What is Gum Recession / Gingival Recession?
Receding gums are commonly observed in adults, mainly above the age of 40 years, but this dental problem is also seen in teenagers or children.
What are the Causes of Gum Recession / Gingival Recession?The causes of gingival recession are as follows:
- Brushing or flossing the teeth very hard or for a long time.
- Gum disease (Periodontal disease)
- Improper flossing, which may injure the gums
- Hereditary factors
- Thin gum (biotype)
- Scurvy (Deficiency of vitamin C)
- Acute necrotizing ulcerative gingivitis
- Use of teeth braces in adults
- Use of dipping tobacco
- Cigarette smoking
- Gutkha chewing
- Poor oral hygiene
- Periodontal pocket reduction surgery
- Abnormal tooth positioning like crooked teeth or misaligned bite
- Bruxism (Grinding of teeth), which can worsen any pre-existing gum disease
- Lips and tongue piercings which can damage the gums by rubbing against them
- Self-induced trauma such as putting a pencil or fingernail into the gums. This habit is mainly observed among children or people with psychiatric problems
- Traumatic injury to gums due to any accidental injury or due to poorly fitted dental appliance in the mouth such as a removable partial denture, crowns or bridgework
What are the Symptoms of Gum Recession / Gingival Recession?Gum recession is a progressive condition that worsens gradually over the years. As it is a slow process, gingival recession can go unnoticed for many years until its symptoms get worse and cause discomfort.
The signs and symptoms of gum disease are:
- Exposed root surfaces
- Loose teeth
- Bleeding gums
- Inflamed gums
- Longer tooth line
- Tooth sensitivity
- Cavities below the gum line
- Spaces between the teeth seem to be more due to lack of gums
- Difference in tooth color (due to exposure of the root which has a different color as compared to the enamel)
- Bad breath
How Do You Diagnose Gum Recession / Gingival Recession?Gingival recession is diagnosed by a periodontist, dentist or dental hygienist at the time of periodontal examination. This type of dental examination should always be a part of your regular dental check-up.

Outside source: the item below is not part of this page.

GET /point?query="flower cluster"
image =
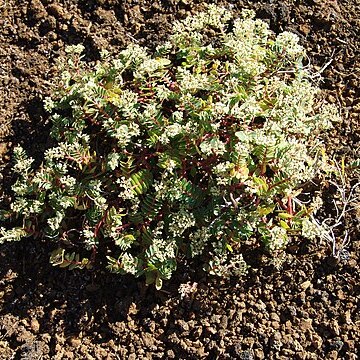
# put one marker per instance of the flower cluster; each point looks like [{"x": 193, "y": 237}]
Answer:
[{"x": 185, "y": 152}]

A periodontal probe is used to measure the sulcus (space) depth present between the tooth and the gums. Normally, the depth of a healthy sulcus is three millimeters or less and does not bleed.
In few cases, x-rays may be required to know the condition of the tooth and the jawbone. Tooth sensitivity is examined near the gum line which may be present in receding gums.
Your dental doctor will check the sulcus depth, bleeding, inflammation and mobility of tooth to conclude any gum disease such as gingivitis, periodontitis or advanced periodontitis. In the presence of a periodontal disease, the pockets are usually deeper than normal.
How Do You Treat Gum Recession / Gingival Recession?The aim of a periodontal treatment is to completely clean the pockets surrounding the teeth and prevent damage to the surrounding jawbone. This dental treatment can be performed by a dentist, a dental hygienist or a periodontist. It is also important on your part to maintain good oral hygiene for a successful treatment outcome.
There are two types of treatments involved, which include non-surgical treatment and the surgical treatment.
Non-Surgical Treatment If the gum disease is in its initial stage, then few procedures are followed, including:
- Scaling and Root Planing Scaling is a non-surgical periodontal therapy, which removes dental plaque and calculus from tooth surfaces. During the procedure of root planing, the root surfaces are smoothened.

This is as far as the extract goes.